MSF has set up a base in Twantey, where two teams have distributed food rations to 4,350 people and are carrying out medical consultations, as well as nutritional screening of children. They have also cleaned and chlorinated contaminated wells in order to improve access to drinkable water.

On Sunday, an MSF team visited the town of Ma-Ubin, where 3,000 people have been resettled, the needs seem covered by the authorities. Food and clean water are available. MSF intends to assess the situation in rural areas further south of Ma-Ubin in the coming days.

MSF teams have also assessed the area of Kawhmu, with an estimated population of 140,000. Tens of thousands of people are homeless and have gathered in about 60 IDP sites. The rural areas have been heavily flooded and very little assistance has yet arrived.

In Kungyangon, 11,000 houses have been destroyed. Displaced people in the town have gathered in 20 IDP sites with around 600 people in each. MSF is planning to organize mobile medical teams in the town and by boat in the rural areas.

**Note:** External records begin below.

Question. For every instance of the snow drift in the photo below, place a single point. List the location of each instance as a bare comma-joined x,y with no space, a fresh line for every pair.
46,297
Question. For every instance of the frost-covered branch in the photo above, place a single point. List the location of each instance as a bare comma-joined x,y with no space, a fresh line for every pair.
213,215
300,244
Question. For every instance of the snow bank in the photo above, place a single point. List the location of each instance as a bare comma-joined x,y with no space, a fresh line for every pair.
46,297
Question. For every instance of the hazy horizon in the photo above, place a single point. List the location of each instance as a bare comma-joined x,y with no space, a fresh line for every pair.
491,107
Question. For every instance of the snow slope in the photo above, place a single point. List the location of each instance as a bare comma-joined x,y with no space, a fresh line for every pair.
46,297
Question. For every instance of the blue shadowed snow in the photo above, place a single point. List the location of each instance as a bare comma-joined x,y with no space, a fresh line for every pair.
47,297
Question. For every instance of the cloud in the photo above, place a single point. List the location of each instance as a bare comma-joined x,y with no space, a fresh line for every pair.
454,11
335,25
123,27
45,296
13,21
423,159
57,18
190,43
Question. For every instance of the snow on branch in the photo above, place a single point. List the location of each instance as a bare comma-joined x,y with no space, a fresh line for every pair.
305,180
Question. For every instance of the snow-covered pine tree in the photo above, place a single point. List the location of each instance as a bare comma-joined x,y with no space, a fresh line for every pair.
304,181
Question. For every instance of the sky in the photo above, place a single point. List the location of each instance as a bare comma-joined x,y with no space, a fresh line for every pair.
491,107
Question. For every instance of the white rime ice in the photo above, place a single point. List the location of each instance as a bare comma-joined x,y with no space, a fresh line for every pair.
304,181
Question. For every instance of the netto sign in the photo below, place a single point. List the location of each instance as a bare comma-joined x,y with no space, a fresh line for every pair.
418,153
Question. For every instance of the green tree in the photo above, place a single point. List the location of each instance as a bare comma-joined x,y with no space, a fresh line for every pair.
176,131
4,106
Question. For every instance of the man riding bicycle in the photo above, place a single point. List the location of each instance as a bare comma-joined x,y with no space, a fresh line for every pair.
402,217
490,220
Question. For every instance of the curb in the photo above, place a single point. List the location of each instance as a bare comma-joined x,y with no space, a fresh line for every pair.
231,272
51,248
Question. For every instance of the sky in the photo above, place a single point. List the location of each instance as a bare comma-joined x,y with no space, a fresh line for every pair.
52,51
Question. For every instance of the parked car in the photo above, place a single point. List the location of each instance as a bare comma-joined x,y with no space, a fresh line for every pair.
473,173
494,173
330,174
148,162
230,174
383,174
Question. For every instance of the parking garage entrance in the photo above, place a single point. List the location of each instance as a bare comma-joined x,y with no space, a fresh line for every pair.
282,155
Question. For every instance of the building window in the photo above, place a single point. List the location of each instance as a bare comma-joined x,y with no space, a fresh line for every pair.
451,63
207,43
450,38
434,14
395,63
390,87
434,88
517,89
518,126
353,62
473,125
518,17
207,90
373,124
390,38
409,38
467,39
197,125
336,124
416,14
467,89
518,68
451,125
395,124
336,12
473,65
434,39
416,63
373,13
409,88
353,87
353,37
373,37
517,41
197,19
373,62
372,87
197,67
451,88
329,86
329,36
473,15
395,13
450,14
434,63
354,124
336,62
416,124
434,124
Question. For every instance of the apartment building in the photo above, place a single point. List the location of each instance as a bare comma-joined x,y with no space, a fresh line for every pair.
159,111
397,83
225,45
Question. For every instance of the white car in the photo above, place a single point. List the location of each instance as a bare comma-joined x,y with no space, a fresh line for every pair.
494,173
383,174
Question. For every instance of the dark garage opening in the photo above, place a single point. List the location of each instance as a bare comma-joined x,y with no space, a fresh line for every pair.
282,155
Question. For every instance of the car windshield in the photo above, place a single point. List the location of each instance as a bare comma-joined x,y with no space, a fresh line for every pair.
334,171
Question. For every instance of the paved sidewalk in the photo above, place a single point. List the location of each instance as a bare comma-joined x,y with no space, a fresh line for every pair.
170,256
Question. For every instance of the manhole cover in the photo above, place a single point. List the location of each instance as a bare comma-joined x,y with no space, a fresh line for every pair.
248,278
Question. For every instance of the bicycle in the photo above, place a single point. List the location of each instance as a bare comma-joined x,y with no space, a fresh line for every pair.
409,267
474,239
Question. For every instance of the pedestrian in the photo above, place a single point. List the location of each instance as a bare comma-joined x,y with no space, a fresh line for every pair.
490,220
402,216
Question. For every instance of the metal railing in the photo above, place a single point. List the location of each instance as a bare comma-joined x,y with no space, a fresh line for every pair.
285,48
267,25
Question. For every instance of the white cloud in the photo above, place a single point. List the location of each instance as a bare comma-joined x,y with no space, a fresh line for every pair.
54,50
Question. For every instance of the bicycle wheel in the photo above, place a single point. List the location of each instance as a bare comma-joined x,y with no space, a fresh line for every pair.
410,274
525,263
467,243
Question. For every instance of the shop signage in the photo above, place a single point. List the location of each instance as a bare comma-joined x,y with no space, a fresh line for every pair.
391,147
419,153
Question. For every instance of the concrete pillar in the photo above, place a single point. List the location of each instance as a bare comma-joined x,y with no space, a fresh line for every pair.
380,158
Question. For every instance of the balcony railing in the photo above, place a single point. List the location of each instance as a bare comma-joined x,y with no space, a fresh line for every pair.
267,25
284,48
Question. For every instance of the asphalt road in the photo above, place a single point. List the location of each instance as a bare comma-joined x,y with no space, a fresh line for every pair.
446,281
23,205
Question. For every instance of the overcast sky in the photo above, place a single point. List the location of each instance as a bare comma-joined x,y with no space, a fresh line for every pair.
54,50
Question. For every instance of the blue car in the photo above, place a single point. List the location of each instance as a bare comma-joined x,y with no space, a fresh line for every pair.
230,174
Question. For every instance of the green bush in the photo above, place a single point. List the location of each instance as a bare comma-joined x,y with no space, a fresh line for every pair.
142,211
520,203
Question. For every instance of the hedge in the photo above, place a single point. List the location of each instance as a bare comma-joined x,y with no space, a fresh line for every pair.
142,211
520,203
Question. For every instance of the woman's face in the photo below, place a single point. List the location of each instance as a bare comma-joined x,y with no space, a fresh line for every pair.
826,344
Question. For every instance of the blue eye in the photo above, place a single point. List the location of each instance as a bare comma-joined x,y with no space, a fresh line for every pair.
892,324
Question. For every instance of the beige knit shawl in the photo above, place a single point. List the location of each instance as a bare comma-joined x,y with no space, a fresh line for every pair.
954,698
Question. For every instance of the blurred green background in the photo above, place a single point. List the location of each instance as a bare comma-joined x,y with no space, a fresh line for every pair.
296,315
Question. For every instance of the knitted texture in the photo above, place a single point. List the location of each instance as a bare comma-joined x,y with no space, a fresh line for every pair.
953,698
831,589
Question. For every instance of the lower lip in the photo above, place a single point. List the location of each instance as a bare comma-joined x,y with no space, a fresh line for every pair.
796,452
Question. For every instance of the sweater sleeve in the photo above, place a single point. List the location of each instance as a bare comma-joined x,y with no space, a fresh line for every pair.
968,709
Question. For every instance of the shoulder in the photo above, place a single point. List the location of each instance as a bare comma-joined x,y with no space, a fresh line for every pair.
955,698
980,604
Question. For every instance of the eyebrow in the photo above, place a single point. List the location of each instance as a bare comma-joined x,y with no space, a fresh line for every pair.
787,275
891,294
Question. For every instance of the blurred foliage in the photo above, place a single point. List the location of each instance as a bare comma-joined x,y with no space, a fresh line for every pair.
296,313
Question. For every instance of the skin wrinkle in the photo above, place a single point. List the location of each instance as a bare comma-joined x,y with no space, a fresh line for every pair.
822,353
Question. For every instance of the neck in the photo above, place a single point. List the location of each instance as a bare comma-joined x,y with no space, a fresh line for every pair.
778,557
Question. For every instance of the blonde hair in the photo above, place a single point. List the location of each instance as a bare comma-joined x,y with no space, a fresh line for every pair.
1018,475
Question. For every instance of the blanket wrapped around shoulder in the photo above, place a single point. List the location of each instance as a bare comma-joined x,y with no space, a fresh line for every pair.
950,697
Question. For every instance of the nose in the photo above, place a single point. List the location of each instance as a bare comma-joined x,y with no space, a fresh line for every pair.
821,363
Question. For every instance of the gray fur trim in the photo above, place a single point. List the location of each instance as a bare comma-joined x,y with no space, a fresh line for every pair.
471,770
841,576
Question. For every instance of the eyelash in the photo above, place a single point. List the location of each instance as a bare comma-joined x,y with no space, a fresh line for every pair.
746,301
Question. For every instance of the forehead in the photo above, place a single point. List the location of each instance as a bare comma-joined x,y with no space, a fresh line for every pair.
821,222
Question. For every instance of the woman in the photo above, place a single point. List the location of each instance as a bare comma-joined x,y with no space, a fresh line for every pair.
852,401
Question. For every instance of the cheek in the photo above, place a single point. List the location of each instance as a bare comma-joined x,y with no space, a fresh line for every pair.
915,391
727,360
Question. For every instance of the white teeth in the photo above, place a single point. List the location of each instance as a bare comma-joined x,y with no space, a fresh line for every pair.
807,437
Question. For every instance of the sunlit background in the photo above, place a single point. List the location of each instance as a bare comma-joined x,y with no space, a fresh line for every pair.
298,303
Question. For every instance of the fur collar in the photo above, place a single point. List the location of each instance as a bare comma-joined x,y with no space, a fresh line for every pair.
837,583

In Bogaley, a district of 100,000 people, thousands have been killed and many more are homeless. The hospital of Bogaley is still functioning but seven out of the eight health centers in the area have been destroyed. MSF has distributed food and relief items and provided medical care to the people, but is now facing increasing constraints by the authorities.

In Yangon (Rangoon)

MSF is distributing supplies and giving water-and-sanitation support at around 30 IDP sites around the capital, although it is expected that these activities will wind down in the next few days. MSF is investigating whether there is a need to do outreach activities in the area around Yangon.

More than one week after the disaster, despite the sending of three cargo planes and some positive signals, it has been very difficult to provide much needed supplies to the heavily affected population in Myanmar. As of today, MSF still awaits the approval of dozens of visa applications for technical support staff and coordinators submitted to various embassies around the world.